Sobre o Parlamento



Por Raimundo França

Há um jargão interessante na Ciência Política sobre as qualidades de um bom governo: diz-me quem são teus parlamentares, que te direis como será teu governo.  Tal expressão é muito oportuna para compreendermos os governos passados, os presentes e os futuros, por inúmeras razões, mas me deterei a apenas duas delas:
A primeira, diz respeito à essência da democracia eleitoral que, a rigor, deveria proporcionar igualdade de condições nas disputas eleitorais, o que sejamos sensatos, não há vestígios que tais condições existam na práxis política, pois quando observamos as regras do jogo eleitoral, estas se revelam extremamente desiguais, principalmente no que se refere ao financiamento de campanha. Aliás, este estabelece outra máxima do nosso sistema eleitoral, qual seja: quanto maiores forem os recursos financeiros que o candidato dispuser, maior será sua chance de lograr êxito eleitoral.  Logo, pouco importa a proposta política do candidato.  Sabendo disso, alguém que queira, de fato, contribuir com o bem comum dificilmente entrará numa seara tão inóspita como essa, pois saberá de antemão qual será o resultado;
A segunda questão é que o desinteresse [motivado, em geral, pela desigualdade financeira na competição eleitoral e pelo analfabetismo político – para usar corretamente a expressão de Brecht] - pelo Parlamento, por parte dos cidadãos, compromete sobremaneira a qualidade da própria democracia. Sabe-se como aponta John Locke, diferentemente de Montesquieu, que defendia a autonomia e o equilíbrio entre os poderes O Parlamento é o maior e mais representativos dos três poderes [Judiciário, Legislativo e Executivo] numa sociedade democrática, posto que nele deveria [grifo nosso] estar representados todos os segmentos sociais. Mas que isso, é no Parlamento o espaço privilegiado para o debate, para proposição e a formulação de leis e de toda forma de regulação social legal. Contudo, não só no Brasil, mas, em quase todos os países, o Parlamento tem sido relegado pelos cidadãos a um segundo ou terceiro grau de importância, o que é extremamente nocivo para qualidade de qualquer democracia ou ideal democrático.
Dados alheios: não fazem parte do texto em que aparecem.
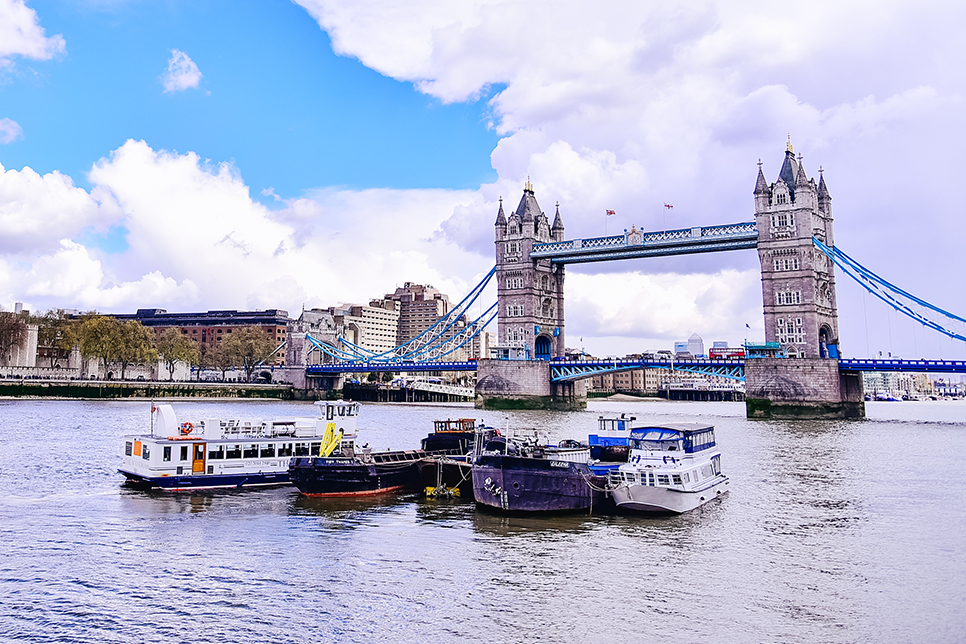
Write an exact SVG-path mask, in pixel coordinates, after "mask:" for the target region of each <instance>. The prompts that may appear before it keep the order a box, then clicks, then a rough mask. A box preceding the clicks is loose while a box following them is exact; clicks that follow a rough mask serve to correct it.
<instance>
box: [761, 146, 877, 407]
mask: <svg viewBox="0 0 966 644" xmlns="http://www.w3.org/2000/svg"><path fill="white" fill-rule="evenodd" d="M819 174H820V176H819V181H818V183H816V182H815V179H814V178H811V179H810V178H809V177H808V175H807V174H806V172H805V168H804V166H803V164H802V157H801V155H799V156H798V158H797V159H796V157H795V154H794V151H793V149H792V145H791V141H789V143H788V146H787V149H786V151H785V159H784V161H783V163H782V167H781V171H780V172H779V174H778V180H777V181H775V182H774V183H772V184H770V185H769V184H768V182H767V181H766V180H765V175H764V173H763V172H762V170H761V162H759V164H758V180H757V182H756V184H755V220H756V224H757V227H758V256H759V259H760V260H761V292H762V299H763V304H764V307H763V308H764V316H765V341H766V342H770V343H777V344H778V345H780V346H781V350H782V352H783V353H784V355H785V356H786V357H784V358H749V359H747V360H746V362H745V379H746V381H745V382H746V394H747V398H746V402H747V410H748V415H749V416H767V417H797V418H819V417H857V416H863V415H864V413H865V408H864V403H863V398H862V393H863V392H862V381H861V377H860V376H859V374H849V373H841V374H840V373H839V368H838V357H839V339H838V338H839V332H838V311H837V308H836V299H835V273H834V270H833V266H832V263H831V261H830V260H829V259H828V258H827V257H826V256H825V255H824V254H822V253H821V252H820V251H819V250H818V249H817V248H815V246H814V244H813V242H812V237H813V236H814V237H816V238H818V239H819V241H821V242H823V243H825V244H828V245H829V246H831V245H833V238H832V197H831V195H830V194H829V191H828V187H827V186H826V185H825V177H824V175H823V174H822V171H821V169H820V170H819Z"/></svg>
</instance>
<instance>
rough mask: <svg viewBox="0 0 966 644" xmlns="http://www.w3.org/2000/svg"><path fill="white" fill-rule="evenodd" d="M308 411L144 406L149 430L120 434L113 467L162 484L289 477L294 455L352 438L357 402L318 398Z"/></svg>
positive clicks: (358, 409)
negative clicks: (244, 417)
mask: <svg viewBox="0 0 966 644" xmlns="http://www.w3.org/2000/svg"><path fill="white" fill-rule="evenodd" d="M315 404H316V405H317V406H318V410H319V415H318V416H317V417H308V418H278V419H273V420H263V419H261V418H238V419H231V420H219V419H217V418H206V419H201V420H190V421H185V422H180V421H179V419H178V417H177V415H176V414H175V412H174V409H173V408H172V406H171V405H152V407H151V433H150V434H143V435H129V436H125V437H124V460H123V463H122V465H121V467H120V468H119V469H118V471H119V472H120V473H121V474H123V475H124V476H126V477H127V482H128V483H129V484H131V485H134V486H137V487H144V488H153V487H159V488H163V489H168V490H185V489H202V488H219V487H239V488H240V487H243V486H244V487H248V486H252V485H280V484H287V483H289V467H288V466H289V461H290V460H291V458H292V457H296V456H328V455H329V454H330V453H332V451H333V450H335V448H336V447H340V445H341V443H342V442H343V441H351V440H353V439H354V438H355V433H356V421H357V419H358V417H359V403H355V402H342V401H320V402H317V403H315Z"/></svg>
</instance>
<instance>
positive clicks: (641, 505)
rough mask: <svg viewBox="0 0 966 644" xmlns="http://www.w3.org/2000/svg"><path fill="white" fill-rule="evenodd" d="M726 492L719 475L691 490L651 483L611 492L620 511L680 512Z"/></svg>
mask: <svg viewBox="0 0 966 644" xmlns="http://www.w3.org/2000/svg"><path fill="white" fill-rule="evenodd" d="M727 492H728V478H727V477H726V476H718V477H715V478H714V479H712V480H711V481H709V482H708V483H707V484H706V485H703V486H701V487H700V488H698V489H694V490H680V489H675V488H668V487H657V486H652V485H639V484H634V485H621V486H618V487H617V488H615V489H613V490H612V491H611V495H612V496H613V498H614V503H615V504H616V506H617V509H618V510H619V511H627V512H634V513H643V514H683V513H684V512H688V511H690V510H694V509H695V508H698V507H700V506H702V505H704V504H705V503H707V502H709V501H711V500H713V499H716V498H719V497H720V496H721V495H723V494H726V493H727Z"/></svg>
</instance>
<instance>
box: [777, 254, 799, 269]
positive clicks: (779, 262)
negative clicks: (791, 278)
mask: <svg viewBox="0 0 966 644" xmlns="http://www.w3.org/2000/svg"><path fill="white" fill-rule="evenodd" d="M775 270H776V271H797V270H798V258H797V257H776V258H775Z"/></svg>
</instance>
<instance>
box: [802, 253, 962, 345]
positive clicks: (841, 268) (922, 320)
mask: <svg viewBox="0 0 966 644" xmlns="http://www.w3.org/2000/svg"><path fill="white" fill-rule="evenodd" d="M812 242H813V243H814V244H815V246H816V247H817V248H818V249H819V250H820V251H822V252H823V253H824V254H825V255H826V256H827V257H828V258H829V259H831V260H832V261H833V262H834V263H835V265H836V266H838V267H839V268H840V269H842V271H843V272H844V273H845V274H846V275H848V276H849V277H851V278H852V279H854V280H855V281H856V282H858V283H859V285H860V286H862V287H863V288H864V289H865V290H867V291H868V292H869V293H872V294H873V295H875V296H876V297H877V298H879V299H880V300H882V301H883V302H885V303H886V304H888V305H889V306H891V307H892V308H893V309H895V310H896V311H898V312H899V313H902V314H903V315H906V316H908V317H910V318H912V319H913V320H916V321H917V322H919V323H921V324H923V325H924V326H927V327H929V328H930V329H933V330H935V331H938V332H940V333H942V334H943V335H946V336H948V337H950V338H953V339H956V340H960V341H963V342H966V319H963V318H961V317H960V316H958V315H955V314H953V313H950V312H949V311H945V310H943V309H941V308H939V307H938V306H935V305H933V304H930V303H929V302H926V301H925V300H922V299H920V298H918V297H916V296H915V295H912V294H911V293H908V292H906V291H904V290H902V289H901V288H899V287H898V286H895V285H893V284H891V283H889V282H888V281H886V280H884V279H882V278H881V277H879V276H878V275H876V274H875V273H873V272H872V271H870V270H869V269H867V268H865V267H864V266H862V265H861V264H859V263H858V262H857V261H855V260H854V259H852V258H851V257H849V256H848V255H846V254H845V253H843V252H842V251H841V250H839V249H838V248H835V247H834V246H833V247H829V246H826V245H825V244H824V243H822V242H821V241H819V240H818V239H817V238H815V237H812Z"/></svg>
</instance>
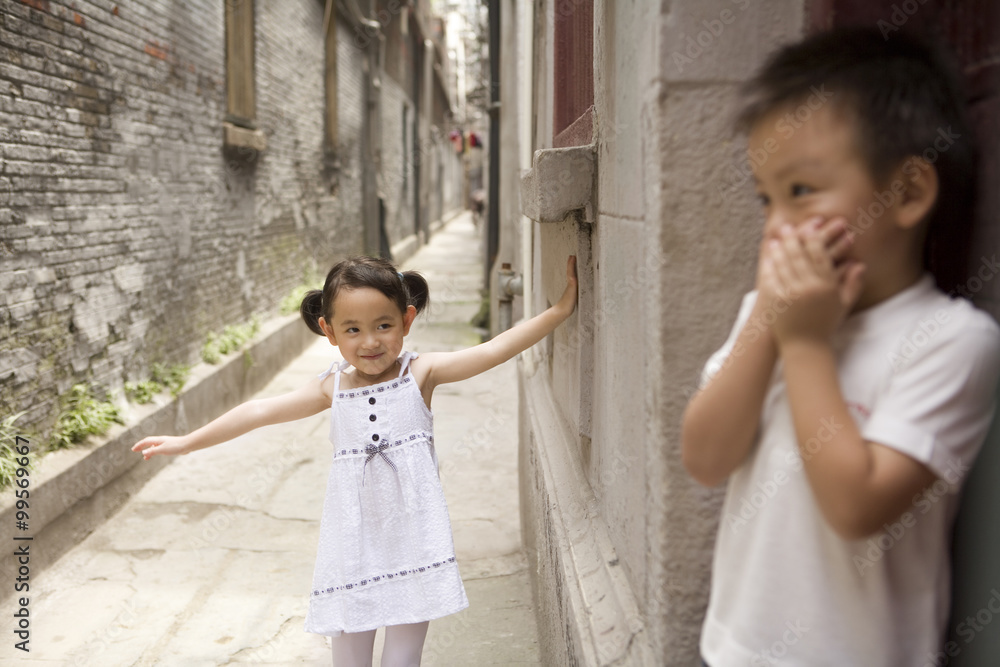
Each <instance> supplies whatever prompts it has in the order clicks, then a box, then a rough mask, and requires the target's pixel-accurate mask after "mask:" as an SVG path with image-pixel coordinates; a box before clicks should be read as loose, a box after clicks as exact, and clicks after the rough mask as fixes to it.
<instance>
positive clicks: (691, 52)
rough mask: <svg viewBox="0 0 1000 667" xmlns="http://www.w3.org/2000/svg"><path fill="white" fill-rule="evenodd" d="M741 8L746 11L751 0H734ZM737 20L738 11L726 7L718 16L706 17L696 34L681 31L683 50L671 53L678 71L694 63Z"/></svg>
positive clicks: (710, 47)
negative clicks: (747, 7)
mask: <svg viewBox="0 0 1000 667" xmlns="http://www.w3.org/2000/svg"><path fill="white" fill-rule="evenodd" d="M732 3H733V4H734V5H736V6H737V7H738V8H739V10H740V11H741V12H742V11H746V9H747V7H749V6H750V0H732ZM735 21H736V13H734V12H733V10H732V9H729V8H726V9H723V10H722V11H721V12H719V15H718V16H717V17H716V18H713V19H711V20H709V19H705V20H703V21H702V22H701V25H702V26H704V29H703V30H700V31H698V32H697V33H696V34H694V35H689V34H685V33H681V42H682V44H681V46H682V47H683V51H674V52H673V53H671V54H670V58H671V60H673V62H674V65H675V66H676V67H677V71H678V72H680V73H683V72H684V68H685V67H687V66H688V65H691V64H693V63H694V61H695V60H697V59H698V58H700V57H701V56H702V55H704V54H705V53H707V52H708V51H710V50H711V49H712V48H713V47H714V46H715V44H716V42H718V40H719V38H721V37H722V33H723V32H725V31H726V26H728V25H732V24H733V23H734V22H735Z"/></svg>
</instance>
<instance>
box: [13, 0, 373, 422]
mask: <svg viewBox="0 0 1000 667" xmlns="http://www.w3.org/2000/svg"><path fill="white" fill-rule="evenodd" d="M223 10H224V3H223V2H222V1H221V0H220V1H217V2H197V3H176V2H168V1H166V0H148V1H147V2H143V3H138V2H130V3H118V4H115V3H112V2H106V1H104V0H75V1H74V2H71V3H62V2H55V1H47V0H30V1H29V0H21V1H18V0H0V402H2V407H3V413H4V415H7V414H10V413H11V412H13V411H19V410H28V415H27V417H26V420H25V421H26V422H28V423H33V424H38V426H39V427H40V428H45V427H46V426H47V425H48V423H49V422H50V421H51V419H52V417H54V410H53V405H54V401H55V400H56V398H57V396H58V395H59V394H60V393H62V392H64V391H66V390H67V389H68V388H69V387H70V385H72V384H73V383H75V382H80V381H85V380H86V381H91V382H95V383H97V384H99V385H103V386H105V387H107V388H109V389H116V388H120V387H121V385H122V383H123V382H124V381H126V380H135V379H142V378H144V377H145V376H146V375H147V374H148V368H149V365H150V364H151V363H153V362H158V361H162V362H169V363H174V362H185V363H194V362H196V361H198V358H199V351H200V348H201V346H202V344H203V342H204V340H205V337H206V335H207V334H208V333H209V332H212V331H219V330H221V329H222V327H223V326H224V325H226V324H235V323H242V322H245V321H247V320H249V319H250V317H251V316H252V315H253V314H255V313H258V314H261V315H262V316H265V317H266V316H268V315H273V314H275V313H276V312H277V308H278V302H279V301H280V299H281V298H282V297H283V296H284V295H285V294H287V293H288V292H289V290H291V289H292V288H293V287H294V286H295V285H297V284H299V283H300V282H302V280H303V278H304V274H305V273H306V269H309V268H314V269H315V270H316V271H318V272H319V273H320V274H325V272H326V271H327V270H328V269H329V266H330V265H331V264H332V262H333V261H334V260H335V259H337V258H338V257H340V256H342V255H344V254H345V253H348V252H358V251H360V249H361V226H360V210H361V202H360V197H361V193H360V164H359V159H360V155H359V149H360V147H359V139H358V138H359V137H360V134H361V125H362V115H361V104H362V99H363V98H362V96H361V91H362V90H363V88H362V84H363V80H362V79H361V56H362V54H361V53H360V52H359V50H358V49H357V48H356V47H354V46H353V44H352V41H351V40H352V35H351V33H350V31H349V29H348V28H346V27H344V26H343V23H341V24H340V25H338V36H339V37H340V38H341V39H340V45H339V48H338V55H339V61H338V73H339V86H340V91H341V92H340V100H341V101H340V109H339V123H340V128H339V136H340V140H341V146H340V147H339V150H338V151H337V160H338V162H339V169H336V170H332V169H330V168H328V167H325V164H326V161H325V160H324V155H323V104H324V101H323V95H324V93H323V91H324V84H323V36H322V22H323V3H322V2H320V1H318V0H283V1H282V2H281V3H276V2H259V1H258V2H257V3H256V11H257V17H256V82H257V121H258V125H259V127H260V129H261V130H262V131H263V132H264V134H265V135H266V137H267V142H268V148H267V150H266V151H265V152H264V153H263V154H261V155H260V156H259V157H258V158H257V159H256V160H255V161H251V162H246V161H243V160H242V159H241V156H239V155H234V154H232V153H228V152H225V151H223V147H222V119H223V116H224V115H225V112H226V107H225V89H226V84H225V69H224V65H225V28H224V15H223Z"/></svg>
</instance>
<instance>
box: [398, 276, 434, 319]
mask: <svg viewBox="0 0 1000 667" xmlns="http://www.w3.org/2000/svg"><path fill="white" fill-rule="evenodd" d="M402 276H403V284H404V285H405V286H406V292H407V295H408V297H409V299H408V301H409V303H408V304H407V305H410V306H413V307H414V308H416V309H417V312H418V313H419V312H420V311H421V310H423V309H424V308H426V307H427V304H429V303H430V302H431V293H430V288H429V287H428V286H427V281H426V280H424V277H423V276H422V275H420V274H419V273H417V272H416V271H403V273H402Z"/></svg>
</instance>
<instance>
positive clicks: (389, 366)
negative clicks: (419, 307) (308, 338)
mask: <svg viewBox="0 0 1000 667" xmlns="http://www.w3.org/2000/svg"><path fill="white" fill-rule="evenodd" d="M416 314H417V311H416V309H415V308H414V307H413V306H409V307H407V312H406V313H401V312H400V311H399V306H398V305H396V303H395V302H394V301H392V300H391V299H389V297H387V296H386V295H384V294H382V292H380V291H378V290H377V289H374V288H372V287H359V288H356V289H341V290H340V291H339V292H338V293H337V297H336V299H334V302H333V314H332V317H331V318H330V320H326V318H320V327H322V329H323V332H324V333H325V334H326V336H327V338H328V339H329V340H330V342H331V343H332V344H333V345H336V346H337V347H339V348H340V352H341V354H343V355H344V359H346V360H347V361H348V362H349V363H350V364H351V365H352V366H354V368H355V369H356V371H357V373H356V377H357V379H358V381H359V382H360V384H361V385H366V384H376V383H378V382H383V381H385V380H389V379H392V378H393V377H395V373H396V359H397V358H398V357H399V354H400V352H401V351H402V349H403V337H404V336H406V334H408V333H409V332H410V325H411V324H412V323H413V318H414V317H416Z"/></svg>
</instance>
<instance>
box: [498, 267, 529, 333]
mask: <svg viewBox="0 0 1000 667" xmlns="http://www.w3.org/2000/svg"><path fill="white" fill-rule="evenodd" d="M523 294H524V281H523V280H522V279H521V276H519V275H517V274H516V273H514V272H513V271H512V270H511V268H510V264H508V263H507V262H504V263H503V264H501V265H500V270H499V271H497V302H498V305H497V319H499V322H498V323H497V324H498V327H499V330H500V331H506V330H507V329H510V327H511V325H512V324H513V322H512V321H511V320H512V319H513V313H514V297H515V296H522V295H523Z"/></svg>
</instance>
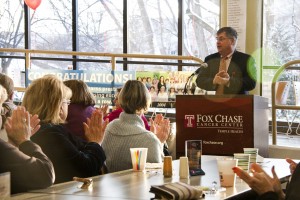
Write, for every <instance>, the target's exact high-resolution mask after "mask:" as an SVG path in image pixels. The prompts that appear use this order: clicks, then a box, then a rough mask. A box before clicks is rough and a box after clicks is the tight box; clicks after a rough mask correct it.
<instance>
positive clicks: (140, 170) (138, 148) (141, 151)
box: [130, 148, 148, 171]
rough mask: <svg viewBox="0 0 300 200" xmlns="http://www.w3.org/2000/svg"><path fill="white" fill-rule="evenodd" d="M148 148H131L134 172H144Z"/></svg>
mask: <svg viewBox="0 0 300 200" xmlns="http://www.w3.org/2000/svg"><path fill="white" fill-rule="evenodd" d="M147 152H148V148H130V154H131V161H132V169H133V171H144V170H145V166H146V161H147Z"/></svg>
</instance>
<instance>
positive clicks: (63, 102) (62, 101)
mask: <svg viewBox="0 0 300 200" xmlns="http://www.w3.org/2000/svg"><path fill="white" fill-rule="evenodd" d="M62 103H65V104H67V105H70V103H71V100H70V99H69V100H63V101H62Z"/></svg>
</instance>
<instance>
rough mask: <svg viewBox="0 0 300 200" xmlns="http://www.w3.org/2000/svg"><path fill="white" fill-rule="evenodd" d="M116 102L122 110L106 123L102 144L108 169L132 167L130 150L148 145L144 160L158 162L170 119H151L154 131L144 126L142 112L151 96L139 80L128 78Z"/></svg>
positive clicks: (154, 162)
mask: <svg viewBox="0 0 300 200" xmlns="http://www.w3.org/2000/svg"><path fill="white" fill-rule="evenodd" d="M119 103H120V105H121V107H122V109H123V112H122V113H121V114H120V117H119V118H118V119H115V120H114V121H112V122H111V123H109V124H108V126H107V128H106V130H105V138H104V140H103V143H102V146H103V149H104V150H105V152H106V156H107V160H106V165H107V167H108V171H109V172H115V171H120V170H125V169H130V168H132V164H131V157H130V150H129V149H130V148H134V147H145V148H148V156H147V162H151V163H160V162H161V161H162V156H163V142H165V140H166V139H167V136H168V134H169V131H170V121H169V120H168V119H163V118H161V119H157V118H156V119H155V120H154V121H153V120H151V130H152V131H153V132H150V131H147V130H146V129H145V126H144V123H143V120H142V119H141V115H143V113H144V112H145V111H147V109H148V108H149V106H150V103H151V97H150V94H149V91H148V90H147V88H146V87H145V85H144V84H143V83H141V82H139V81H136V80H129V81H127V82H126V83H125V85H124V87H123V88H122V90H121V92H120V94H119ZM155 134H156V135H155ZM158 138H160V139H158Z"/></svg>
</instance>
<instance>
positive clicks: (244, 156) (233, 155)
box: [233, 153, 251, 172]
mask: <svg viewBox="0 0 300 200" xmlns="http://www.w3.org/2000/svg"><path fill="white" fill-rule="evenodd" d="M250 156H251V154H245V153H234V154H233V157H234V159H237V160H238V167H240V168H241V169H243V170H244V171H247V172H249V166H250Z"/></svg>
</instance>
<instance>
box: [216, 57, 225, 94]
mask: <svg viewBox="0 0 300 200" xmlns="http://www.w3.org/2000/svg"><path fill="white" fill-rule="evenodd" d="M226 60H227V57H222V58H221V62H220V66H219V72H220V71H225V72H227V66H226ZM216 94H217V95H222V94H224V85H218V88H217V90H216Z"/></svg>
Compreender tais questões é de fundamental importância para entendermos ao longo da própria história do Brasil, o porquê da “renúncia” dos cidadãos ao Parlamento, da dissonância entre o Parlamento e a própria sociedade, bem como a forma como os diferentes governos (passados, presentes e futuros) empreendem suas práticas e teorias de governabilidade, cuja negociação pelo alto e em segredo dá a dinâmica do processo político brasileiro. Mas, também, revela ser urgente que os cidadãos deem maior atenção ao Poder Legislativo/Parlamento como elemento crucial para melhoria do sistema democrático. 
Do contrário, continuar-se-á a ver as elites políticas híbridas ou não, dando os rumos do seu bem comum ao bem comum geral, com a conivência oportuna dos diferentes grupos políticos que buscam a conquista e a conservação do poder político.  Logo, um Parlamento atrofiado, sem autonomia e refém de seus financiadores, condiciona os governos à negociação rasteira e, na maioria das vezes, corrupta, como temos visto, para ser econômico, ao longo dos últimos trinta anos.
Não pretendo com isso imputar todos os males de nosso sistema político ao Parlamento, mas chamar atenção para importância deste Poder para consolidação da própria República, bem como para construção de uma democracia mais sólida. 
Portanto, nessas eleições tenhamos mais atenção à disputa pelos cargos parlamentares e não só aos cargos majoritários (Presidente, Governadores e Senadores), pois sua escolha definirá não só a composição, como disse no início deste texto, mas, em grande parte, as qualidades dos futuros governos e, portanto, os sentidos do bem comum.